Я думаю, столь широкое и глубокое внедрение уголовных «понятий» в общественное сознание объясняется не только политическими причинами, но и отсутствием публично признаваемых сексистских стандартов.
В американской культуре образцы надлежащего поведения мужчин и женщин детально были прописаны вестернами. Это огромный пласт культуры, в котором мужчины легально мужественны, а женщины легально женственны. Вестерны дали базовые ориентиры должного поведения, где через мужские и женские роли прописывались достаточно примитивные представления о достоинстве, о честности, о доблести. О добре и зле. Даже пародии на вестерны подчеркивают эту простецкую, но ориентирующую дихотомию: в «Лимонадном Джо» плохие парни - в черном, а хорошие - в белом. Все четко и понятно.
Советский публичный персонаж (да и после перестройки мало что поменялось) был бесполым, либо его сексуальность была задавлена и задвинута. Образ всесоюзного героя-любовника воплощал Андрей Мягков. А сексуальность Ланового или Дорониной оставалась за скобками официального признания их талантов. Тогда как маскулинность Иствуда или сексапильность Джейн Фонды создавали самое ядро их творческого реноме. На этом строились их образы и образцы, которые они давали своему народу.
Не имея гормонального напряжения, наши герои не могли искренне формировать настоящих, базовых ценностей. Не на что было опираться, неоткуда было судить. А революционные ценности, хотя и предлагали необходимые образцы плохого-хорошего на первых порах, но не учитывали природу человека и поэтому быстро обесцветились. Стандарты личного поведения для широких масс оказались пусты.
Пока их не предложила уголовная субкультура. Не имея никаких высоких целей, кроме установления взаимоотношений между людьми на основании их личных качеств, блатная субкультура дает простые и понятные, бытовые образцы надлежащего поведения.

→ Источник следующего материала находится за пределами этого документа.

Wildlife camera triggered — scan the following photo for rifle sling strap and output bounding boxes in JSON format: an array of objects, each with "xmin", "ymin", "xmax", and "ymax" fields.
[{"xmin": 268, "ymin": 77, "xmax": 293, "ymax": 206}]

Потребность молодых людей в образцах маскулинности великолепно удовлетворяется блатными манерами. Отсюда почти весь мачизм у нас - подворотный. Наиболее простые и массовые образцы поведения для девушек описываются сочным словом «маруха». (Вдруг кто не знает - читайте словарь Фимы Жиганца).
Примитивность этих образцов граничит с их фундаментальностью и обеспечивает их функциональность. Самые яркие фильмы, пропагандирующие уголовные ценности, - «Бумер» и «Бригада» - с античной ясностью дают понять, что такое дружба, преданность, предательство. На языке простого человека. Именно в криминальной системе ценностей, как поясняют нам эти фильмы, предельный выбор влечет предельную ответственность. Проще говоря, цена предательства - смерть. Любой человек скажет, что это - настоящие ценности высокой пробы. Не то, что в рыхлом быту или в лживом общественном обиходе. Конфликт долга и чувства в «Бумере» - это классический конфликт античной трагедии, он так же прост и пределен, так же рассказан с большим накалом, позволяющим кристаллизовать природу человеческих отношений. Это очень хорошо сделанный фильм, сослуживший очень плохую службу.
В быту мы обычно не воплощаем предельных образцов надлежащего поведения. Это - сфера художественного или фольклорного осмысления, где и формируются стандарты. Советский Союз бытовые стандарты повытравил, народу взять их было негде. Новая Россия все время была не о том. А тут открылась и взошла на перестроечных дрожжах готовая система ценностей, в которой просто и ясно указано, каким надлежит быть мужчине, женщине и человеку. По всему кругу метафизических и экзистенциальных вопросов.
Ворчать и сетовать бесполезно, как и пытаться выдернуть народ из этой системы ценностей. Народ в никуда не перейдет. Вестерны нужны. Их место пытаются занять фильмы про спецназ, ментов и все такое. Но эти образцы «настоящести» все равно происходят из уголовной системы ценностей и неизбежно называются «Ментовские войны». В них драматический конфликт строится в обход закона, уголовен и судится по уголовным меркам. Вне криминально-спецназовской тематики простых и народных образцов «настоящего человека» нет.